Abstract

Riparian vegetation is a geophysical driver influencing the formation of fluvial landforms through interactions with the flow field, sediment entrainment, transport and deposition processes. At the same time, hydrogeomorphic processes regulate the riparian vegetation community by exerting selective pressures and setting the physical template on which vegetation develops. Many of the species ascribed to the Salicaceae family bear a set of traits that makes them extremely well suited to riparian habitats, allowing this family to out-compete other riparian woody genera to become the dominant woody-vegetation family in the Northern hemisphere and to quickly expand beyond their native range. The complex entanglement between the riparian Salicaceae and hydrogeomorphic processes has been acknowledged by several conceptual models, but the physical process thresholds affecting Salicaceae are perceived as uncertain. This uncertainty partly reflects the fact that, despite the publication of quantitative observations by many researchers, to date there has been no attempt to collate and compare these results in a comprehensive review.

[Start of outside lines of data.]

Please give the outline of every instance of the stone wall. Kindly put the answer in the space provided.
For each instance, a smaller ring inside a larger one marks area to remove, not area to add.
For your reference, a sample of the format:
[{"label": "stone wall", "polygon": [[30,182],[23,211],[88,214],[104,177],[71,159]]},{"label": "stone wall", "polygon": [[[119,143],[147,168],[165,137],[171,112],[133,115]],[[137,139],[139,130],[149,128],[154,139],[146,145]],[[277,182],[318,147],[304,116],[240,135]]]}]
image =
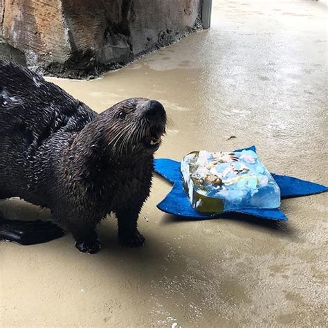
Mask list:
[{"label": "stone wall", "polygon": [[62,77],[98,75],[201,27],[202,0],[1,1],[4,42]]}]

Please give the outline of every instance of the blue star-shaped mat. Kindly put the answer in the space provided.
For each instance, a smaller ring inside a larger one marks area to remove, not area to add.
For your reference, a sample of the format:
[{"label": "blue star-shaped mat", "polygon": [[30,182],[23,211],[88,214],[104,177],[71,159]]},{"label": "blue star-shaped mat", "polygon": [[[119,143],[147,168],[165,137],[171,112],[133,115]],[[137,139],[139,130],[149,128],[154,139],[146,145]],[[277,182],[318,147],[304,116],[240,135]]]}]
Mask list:
[{"label": "blue star-shaped mat", "polygon": [[[256,152],[255,146],[244,148],[244,149],[253,150]],[[238,149],[235,152],[242,150],[243,149]],[[177,217],[203,219],[219,217],[220,215],[209,215],[201,214],[192,206],[183,188],[180,165],[180,162],[172,159],[158,158],[155,160],[155,172],[173,184],[173,188],[171,192],[157,205],[157,207],[163,212]],[[328,187],[318,183],[305,181],[292,176],[272,173],[271,174],[280,188],[282,199],[320,194],[320,192],[328,191]],[[224,211],[224,213],[229,212],[243,213],[275,221],[287,219],[287,217],[279,208],[245,208],[234,211]]]}]

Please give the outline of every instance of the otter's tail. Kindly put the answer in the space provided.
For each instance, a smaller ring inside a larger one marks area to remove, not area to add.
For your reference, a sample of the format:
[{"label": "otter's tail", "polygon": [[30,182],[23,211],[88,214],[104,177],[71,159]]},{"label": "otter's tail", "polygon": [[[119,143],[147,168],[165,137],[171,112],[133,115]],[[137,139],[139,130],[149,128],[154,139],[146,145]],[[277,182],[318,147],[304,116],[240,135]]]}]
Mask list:
[{"label": "otter's tail", "polygon": [[64,235],[64,230],[50,221],[8,220],[0,213],[0,240],[33,245],[50,242]]}]

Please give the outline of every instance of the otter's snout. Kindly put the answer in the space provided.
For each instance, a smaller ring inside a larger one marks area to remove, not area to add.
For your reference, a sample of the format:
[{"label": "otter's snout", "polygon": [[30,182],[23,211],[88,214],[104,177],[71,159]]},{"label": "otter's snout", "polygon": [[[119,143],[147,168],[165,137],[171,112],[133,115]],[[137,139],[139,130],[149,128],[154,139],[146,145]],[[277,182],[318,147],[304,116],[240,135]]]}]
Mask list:
[{"label": "otter's snout", "polygon": [[143,114],[154,124],[161,124],[165,119],[166,113],[163,104],[156,100],[148,100],[148,104],[145,107]]}]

We aim to contribute to filling this gap by summarising findings from a large array of published studies. In particular, we focus on quantification of the physical processes that trigger riparian vegetation responses, emphasising the Salicaceae.The first section of the review defines a conceptual hierarchy of the processes entwining Salicaceae and hydrogeomorphic processes and the second part considers Salicaceae feedbacks on fluvial processes. These are followed by a third, more developed, section, focussing on findings from published studies concerned with hydromorphic process feedbacks on the Salicaceae. In contrast to previous research that has conceptualised vegetation-fluvial processes, this review is concerned with identifying explicit thresholds that can be used to support predictions of river system functioning and to parameterize numerical models that attempt to replicate riparian vegetation and hydrogeomorphic process interactions.